CBD, (-)-CBD

The Chemistry of CBD

Cannabidiol (CBD) is a phytocannabinoid compound first described by Adams et al. in a 1940 paper in the Journal of the American Chemical Society.1 Its chemical structure was elucidated in 1963 by Mechoulam and Shvo2 and confirmed in Jones’s x-ray crystallography study in 1977.3 CBD is the most common phytocannabinoid found in hemp plants.4

Chemically, CBD is described as a 21-carbon terpenophenolic compound.5 Its synthesis pathway in Cannabis plants begins with the precursors olivetolic acid and geranyl pyrophosphate. With the help of the enzyme CBDA synthase, these compounds are transformed into cannabidiolic acid. Finally, decarboxylation triggered by light, heat, and/or aging causes the conversion to CBD.

The Pharmacology of CBD

A pharmacological study in 1970 indicated that CBD had no ‘cannabis-like’ activity.6 Additional studies early in the decade reported that the effects of CBD did not mimic those of Cannabis in humans7,8 and animals.9 However, in 1970, Carlini et al. hypothesized that CBD could act as an antagonist by stating, “…cannabidiol could counteract Δ9-THC [tetrahydrocannabinol] effects on motor activity in mice.”10 They formed this hypothesis from data obtained during behavior tests in mice using different mixtures of Δ9-THC and CBD.

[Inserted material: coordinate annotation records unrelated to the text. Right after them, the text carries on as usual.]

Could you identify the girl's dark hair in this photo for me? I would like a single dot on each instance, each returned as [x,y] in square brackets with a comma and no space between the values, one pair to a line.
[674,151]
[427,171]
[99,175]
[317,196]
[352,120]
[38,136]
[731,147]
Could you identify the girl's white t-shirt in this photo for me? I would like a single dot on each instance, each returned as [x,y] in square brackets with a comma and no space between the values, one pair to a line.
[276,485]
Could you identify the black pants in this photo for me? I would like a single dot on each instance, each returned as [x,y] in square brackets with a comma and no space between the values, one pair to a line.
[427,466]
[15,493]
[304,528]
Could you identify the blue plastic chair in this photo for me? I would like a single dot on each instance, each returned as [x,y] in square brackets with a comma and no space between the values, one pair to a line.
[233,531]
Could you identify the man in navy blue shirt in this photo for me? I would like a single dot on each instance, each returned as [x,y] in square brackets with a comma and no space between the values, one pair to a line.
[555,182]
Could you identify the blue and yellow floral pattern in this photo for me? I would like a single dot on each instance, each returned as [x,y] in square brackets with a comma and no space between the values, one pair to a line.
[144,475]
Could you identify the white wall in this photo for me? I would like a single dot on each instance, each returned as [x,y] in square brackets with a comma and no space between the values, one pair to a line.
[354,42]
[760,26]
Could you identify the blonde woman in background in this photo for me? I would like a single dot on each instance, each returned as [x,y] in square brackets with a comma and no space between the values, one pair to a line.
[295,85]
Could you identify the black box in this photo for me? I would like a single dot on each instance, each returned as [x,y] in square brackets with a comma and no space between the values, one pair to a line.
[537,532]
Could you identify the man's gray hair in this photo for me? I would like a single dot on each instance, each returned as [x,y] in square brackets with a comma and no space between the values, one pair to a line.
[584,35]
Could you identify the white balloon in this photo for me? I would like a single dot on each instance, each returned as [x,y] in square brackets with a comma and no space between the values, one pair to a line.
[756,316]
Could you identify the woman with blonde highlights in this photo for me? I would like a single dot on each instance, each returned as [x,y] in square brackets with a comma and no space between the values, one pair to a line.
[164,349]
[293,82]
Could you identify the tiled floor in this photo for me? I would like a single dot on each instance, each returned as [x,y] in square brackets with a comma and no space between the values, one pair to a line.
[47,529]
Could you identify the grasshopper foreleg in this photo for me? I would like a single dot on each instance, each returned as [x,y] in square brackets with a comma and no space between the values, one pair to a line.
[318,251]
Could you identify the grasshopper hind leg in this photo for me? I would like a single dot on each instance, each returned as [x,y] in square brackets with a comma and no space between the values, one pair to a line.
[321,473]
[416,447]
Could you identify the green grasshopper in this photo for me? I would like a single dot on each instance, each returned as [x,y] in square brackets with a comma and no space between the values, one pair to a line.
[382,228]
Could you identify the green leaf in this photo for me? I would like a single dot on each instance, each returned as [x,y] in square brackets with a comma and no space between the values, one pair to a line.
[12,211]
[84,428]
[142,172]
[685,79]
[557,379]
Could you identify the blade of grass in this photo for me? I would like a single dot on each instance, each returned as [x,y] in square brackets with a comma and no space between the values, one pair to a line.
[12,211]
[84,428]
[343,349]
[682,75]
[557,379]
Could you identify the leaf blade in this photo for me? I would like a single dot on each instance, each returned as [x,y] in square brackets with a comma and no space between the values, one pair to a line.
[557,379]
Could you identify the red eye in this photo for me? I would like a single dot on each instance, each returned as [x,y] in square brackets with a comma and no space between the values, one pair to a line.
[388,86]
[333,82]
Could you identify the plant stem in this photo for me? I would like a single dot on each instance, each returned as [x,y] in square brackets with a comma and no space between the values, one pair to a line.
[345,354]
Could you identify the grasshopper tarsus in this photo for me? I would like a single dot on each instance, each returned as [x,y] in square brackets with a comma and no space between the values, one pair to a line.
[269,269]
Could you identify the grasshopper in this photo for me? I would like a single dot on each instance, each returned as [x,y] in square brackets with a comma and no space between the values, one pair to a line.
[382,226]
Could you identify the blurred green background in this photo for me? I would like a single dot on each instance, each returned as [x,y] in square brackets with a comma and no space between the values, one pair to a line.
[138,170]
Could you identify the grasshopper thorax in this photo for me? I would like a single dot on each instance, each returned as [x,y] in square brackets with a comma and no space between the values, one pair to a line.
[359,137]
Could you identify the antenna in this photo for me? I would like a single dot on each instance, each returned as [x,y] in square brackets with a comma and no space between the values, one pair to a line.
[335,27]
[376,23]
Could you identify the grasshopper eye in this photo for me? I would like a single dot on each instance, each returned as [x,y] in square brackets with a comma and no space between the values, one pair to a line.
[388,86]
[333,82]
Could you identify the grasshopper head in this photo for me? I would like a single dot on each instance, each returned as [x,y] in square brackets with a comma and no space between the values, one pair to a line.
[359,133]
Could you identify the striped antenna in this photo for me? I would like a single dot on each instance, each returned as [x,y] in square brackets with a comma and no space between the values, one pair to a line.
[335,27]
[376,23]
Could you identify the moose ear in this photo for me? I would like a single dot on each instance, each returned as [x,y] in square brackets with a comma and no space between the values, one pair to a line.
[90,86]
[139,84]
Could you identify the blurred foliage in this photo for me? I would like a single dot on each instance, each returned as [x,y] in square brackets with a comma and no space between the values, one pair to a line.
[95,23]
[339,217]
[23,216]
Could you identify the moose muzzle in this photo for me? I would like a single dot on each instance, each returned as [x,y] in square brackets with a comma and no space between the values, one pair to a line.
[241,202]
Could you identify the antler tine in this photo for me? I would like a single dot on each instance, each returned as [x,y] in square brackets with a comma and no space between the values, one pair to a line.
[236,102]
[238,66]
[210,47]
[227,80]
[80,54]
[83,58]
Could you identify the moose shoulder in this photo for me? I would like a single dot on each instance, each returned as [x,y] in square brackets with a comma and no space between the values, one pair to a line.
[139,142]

In 1970, Uliss et al. reported an intravenous (iv) LD50 of 50 mg/kg for CBD in mice.11 They also observed the minimum effective dose (MED) for inducing ataxia was 25 mg/kg iv.

In 1993, Compton et al. observed a Ki of 4,350 nM for CBD at the CB1 (cannabinoid 1) receptor12 (see table at the end of this article). In 1996, Showalter et al. reported a Ki at CB2 of 2,860 nM.13

In a 2019 study, Tham et al. reported on the allosteric modulation effects of CBD in the British Journal of Pharmacology.14 Using receptor models they made, the data showed that CBD was a negative allosteric modulator at CB1 and a partial agonist at CB2.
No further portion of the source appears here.